Although spouses are spending more time together, an extramarital dating app recorded a spike in users in the past few weeks. Experts say, the lockdown is affecting relationships
Even as social media continues to be flooded with #loveinthetimeofcorona posts, a recent survey by extramarital dating app Gleeden, which recorded a 70 per cent increase in subscriptions in India in the past couple of weeks, raises the question: is love enough to get us through this time? The survey found that both men and women who are working are more likely to cheat in this phase. Around 56.3 per cent of the users from Mumbai were working professionals — third highest after Chennai and Pune. "In order to continue with their extroverted/outgoing nature, people are moving onto online dating apps to shoo away boredom, especially in this time of social lockdown," it stated.
What does the lockdown mean for married couples, especially working professionals, who are suddenly spending much more time together?
Together, but apart
"With or without the Internet, adultery hasn't been limited to a crisis.
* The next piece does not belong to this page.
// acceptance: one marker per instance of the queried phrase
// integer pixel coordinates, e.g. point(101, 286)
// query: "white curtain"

It stems from various factors ranging from unmet needs to lack of compatibility and respect. These could be exacerbated in a time like this," admits Jenisha Shah, clinical psychologist and therapeutic movement facilitator at Mpower - The Centre Mumbai. There's no denying the fact that the crisis we are in has uprooted our lifestyle. "Although it may seem like spouses have more time together, being in each other's presence may not necessarily lead to bonding. Couples are overwhelmed with changes — in work routines, the partner's 24/7 presence, family expectations, etc. As there are limited ways to recharge oneself, it can lead to temptations of infidelity," suggests Shah, who is also a marriage counsellor. Nikhila Deshpande, a relationship counsellor, has also noticed a mismatch in the levels of expectations among couples she has been speaking to. "Couples in urban households are dependent on support staff for a lot of work. In the absence of that, several clashes can emerge over who will take over these chores. Frustration is bound to build."
Solene Paillet, marketing director of Gleeden, says that logging onto the app is like "going out to a bar, talking to someone interesting you meet. It's exactly the kind of me-time that people need." However, Shah says that according to the Indian Journal of Psychiatry, the definition of infidelity now includes a romantic and/or sexual relationship which begins with online contact and is maintained through electronic conversations. "But subscription to an extramarital app may not necessarily amount to cheating as intent does not always lead to action. People could be subscribing to seek a thrill as external gratification is limited."
Deshpande also says that those logging onto such apps may be looking for "some temporary companionship and fun" and that long-term relationships can't develop on such platforms. "Lockdown or not, those who want to will find avenues to cheat," she adds.
Virtual, so not guilty?
Professor Shalini Bharat, vice-chancellor and director, centre for health and social sciences, School of Health Systems Studies at Tata Institute of Social Sciences, notes that if it's virtual, partners may not feel guilty as it's not physical. Gleeden's survey shows that there is an increase in people using the app from their phones, rather than desktops, because of the discreet features in the former. "Earlier it was easy for people to overlook potential dissatisfaction and find distraction in work, hobbies and friends. Now that the escape valve is gone, any problem between them is out in the open," adds Paillet.
Divorce lawyer, writer and social entrepreneur Vandana Shah's phone has been ringing off the hook since the lockdown started with mostly women calling up to inquire about their rights if they want to walk out of their marriage. "We don't realise that our marriages are based on the premise that the husband and wife don't spend much time together," she says, adding that she gets complaints of women having to cater to all kinds of kitchen fancies of their husbands, while managing work and children during this time.
"While some men may be helpful, a large section of them refuse to adapt and help out with housework. That can add to the pressures women are already facing. This, coupled with financial worries, will have a far-reaching impact on our relationships," explains Nandini Sardesai, former head of the sociology department, St Xavier's College.
While Bharat agrees with this, she is also hopeful that in some cases, there might be a rearrangement of house labour. "There are talks of many men learning to cook or clean. Men are finally getting to see what really goes behind running a home."
Rise in subscriptions on Gleeden in India in the past few weeks
Of users from Mumbai are working professionals
A couple of changes
While there is no rule book, here are some things couples can do to get through this difficult phase:
. Listen: Slot a time in the day only for each other and listen without judgement or comment. This could also be no-screen time.
. Share: Talk to each other about your feelings, highlights of the day and validate your partner's anxieties.
. Create a flexible schedule: Irrespective of office work, plan and share house chores.
. Discover: Try to bring out something new in each other to add an element of fun in the relationship.
. Help: Seek professio-nal counselling if required.